Critérios de Inclusão    

A seleção dos artigos incluiu aqueles que apresentavam os descritores utilizados na busca no título ou palavras-chave, ou que demonstravam relação com aspectos da infecção da toxoplasmose na gestação, incluindo fatores que influenciam o diagnóstico, tratamento e prognóstico. 

Critérios de Exclusão    

Artigos que não atenderam aos critérios de inclusão e/ou apresentavam duplicidade foram excluídos. Dissertações e teses com dados insuficientes sobre toxoplasmose na gestação também foram desconsideradas. Inicialmente, realizou-se a leitura dos títulos e resumos dos artigos selecionados.      

RISCOS E BENEFÍCIOS    

Embora pesquisas em áreas pouco exploradas da saúde apresentem riscos inerentes, este estudo de metanálise apresenta risco mínimo. Possíveis vieses incluem heterogeneidade clínica (não estatística) entre os grupos de estudo, limitações na quantidade de estudos relevantes e variações na representatividade dos dados. Apesar dessas limitações, a análise crítica dos dados visa garantir a fidedignidade dos resultados. Este estudo contribui para o aprimoramento do diagnóstico e manejo da toxoplasmose gestacional, servindo como base para futuras pesquisas e auxiliando no diagnóstico precoce e na otimização dos desfechos materno-fetais. 

RESULTADOS ESPERADOS    

Espera-se avaliar o conhecimento sobre a interpretação de testes sorológicos, os critérios para diagnóstico de infecção fetal, e as opções terapêuticas disponíveis entre médicos especialistas em ginecologia e obstetrícia. Se a análise revelar um conhecimento insuficiente sobre a interpretação do teste de avidez de IgG, isso justifica a implementação de programas de treinamento específicos. Ademais, os resultados permitirão a avaliação da necessidade de implementação de diretrizes institucionais para a educação médica continuada e o estabelecimento de protocolos de seguimento eficazes para as pacientes.   

DISCUSSÃO E RESULTADOS   

Para a análise dos dados coletados, foram utilizados os softwares Statistical Package for the Social Sciences (SPSS Inc.) versão 22.0 e JASP versão 0.16.3. Inicialmente, foi avaliada a normalidade dos dados por meio do teste de Shapiro-Wilk, que indicou um desvio significativo da distribuição normal (p < 0,001). Esse resultado inviabilizou a aplicação de análises paramétricas.   

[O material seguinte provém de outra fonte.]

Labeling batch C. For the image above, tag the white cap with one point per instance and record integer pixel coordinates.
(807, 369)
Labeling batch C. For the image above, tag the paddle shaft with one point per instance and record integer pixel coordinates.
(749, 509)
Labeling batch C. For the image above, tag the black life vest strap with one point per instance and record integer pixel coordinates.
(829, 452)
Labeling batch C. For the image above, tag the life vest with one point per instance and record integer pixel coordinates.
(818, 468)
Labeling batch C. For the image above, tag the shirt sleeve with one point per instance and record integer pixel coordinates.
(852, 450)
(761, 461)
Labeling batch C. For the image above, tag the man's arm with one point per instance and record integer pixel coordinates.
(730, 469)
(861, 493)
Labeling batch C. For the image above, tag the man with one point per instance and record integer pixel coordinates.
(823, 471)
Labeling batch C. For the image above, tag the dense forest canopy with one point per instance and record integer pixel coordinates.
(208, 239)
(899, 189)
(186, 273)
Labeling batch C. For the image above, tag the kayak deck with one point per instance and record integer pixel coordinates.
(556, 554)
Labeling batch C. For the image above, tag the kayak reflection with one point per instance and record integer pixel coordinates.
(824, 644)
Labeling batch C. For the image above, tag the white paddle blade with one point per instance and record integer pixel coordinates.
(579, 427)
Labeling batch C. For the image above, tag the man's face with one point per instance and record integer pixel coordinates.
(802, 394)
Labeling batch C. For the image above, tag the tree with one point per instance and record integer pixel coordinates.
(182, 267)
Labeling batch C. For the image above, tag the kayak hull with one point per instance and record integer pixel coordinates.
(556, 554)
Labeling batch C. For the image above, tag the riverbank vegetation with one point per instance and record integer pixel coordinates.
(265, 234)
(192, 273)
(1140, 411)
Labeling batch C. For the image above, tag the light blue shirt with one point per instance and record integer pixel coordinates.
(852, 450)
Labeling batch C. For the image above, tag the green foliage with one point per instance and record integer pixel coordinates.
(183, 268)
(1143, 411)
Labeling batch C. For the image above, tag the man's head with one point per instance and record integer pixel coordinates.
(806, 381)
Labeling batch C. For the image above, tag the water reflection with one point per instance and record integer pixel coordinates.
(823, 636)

Dessa forma, além das estatísticas descritivas (como médias, desvios-padrão e frequências), foram conduzidas análises inferenciais não paramétricas, que não exigem a pressuposição de normalidade dos dados. Essas análises permitiram identificar relações e padrões relevantes nos dados, mesmo diante da não normalidade.   

A análise detalhada das publicações selecionadas revelou diversas perspectivas sobre o contexto atual da toxoplasmose gestacional. Foram identificados fatores predisponentes para a infecção, obstáculos enfrentados no diagnóstico e as principais manifestações clínicas que compõem os diagnósticos diferenciais.   

Os resultados obtidos foram organizados e apresentados de forma clara e concisa, visando facilitar a compreensão do estudo e suas implicações para a prática clínica e pesquisa futura. As informações foram estruturadas de maneira lógica, com o objetivo de proporcionar uma visão abrangente e integrada do tema investigado.   

FISIOPATOLOGIA DA TOXOPLASMOSE    

A toxoplasmose, desencadeada pelo protozoário Toxoplasma gondii, carreia uma fisiopatologia complexa e multifatorial, dependendo do status imunológico do hospedeiro e da fase da infecção, classificada em aguda ou crônica (INAGAKI, A. D. De M. et al, 2021).    

A fase aguda, corresponde a infecção iniciada pela ingestão de oocistos (fezes de felídeos) ou cistos teciduais (carne contaminada). Os taquizoítos, forma rápida de replicação do parasita, são liberados, invadindo células do hospedeiro e multiplicando-se assexuadamente (esquizogonia). Essa veloz proliferação culmina em manifestações clínicas, frequentemente leves e inespecíficas, mimetizando quadros virais.  A reação imune, mediada por células T CD4+ e CD8+, linfócitos B e anticorpos (IgG e IgM), controla a disseminação dos taquizoítos, consequentemente, a  formação de cistos teciduais (EL BISSATI, K. et al, 2018).    

A fase crônica se baseia nos estágios em que os taquizoítos diferenciam-se em bradizoítos, forma latente e resistente, formando cistos principalmente em músculos esqueléticos, cérebro e coração.  Esses cistos podem permanecer latentes por toda a vida, assintomáticos na maioria dos indivíduos imunocompetentes. Em pacientes imunocomprometidos (HIV/AIDS, imunossupressão), a reativação ocorre, com disseminação dos taquizoítos e desenvolvimento de toxoplasmose disseminada, potencialmente fatal, com comprometimento de múltiplos órgãos, incluindo encefalite (ALMEIDA et al, 2025).   

A resposta imune é crucial na determinação da gravidade. Indivíduos imunocompetentes controlam a infecção aguda e desenvolvem imunidade duradoura. A resposta humoral (anticorpos) e celular (células T) são essenciais na eliminação dos taquizoítos e na prevenção da reativação.  A imunossupressão compromete essa resposta, aumentando a suscetibilidade à reativação e à toxoplasmose disseminada (ANDRADE et al, 2010).    

FISIOPATOLOGIA DA TOXOPLASMOSE NA GESTAÇÃO   

A toxoplasmose gestacional incide quando uma mulher grávida é infectada pela primeira vez pelo parasita Toxoplasma gondii.  A infecção primária na gestante é geralmente assintomática ou apresenta sintomas leves, semelhantes aos de uma gripe. No advém, a infecção pode ser grave para o feto, dependendo do momento da infecção durante a gravidez (BOLLANI, L. et al, 2022).    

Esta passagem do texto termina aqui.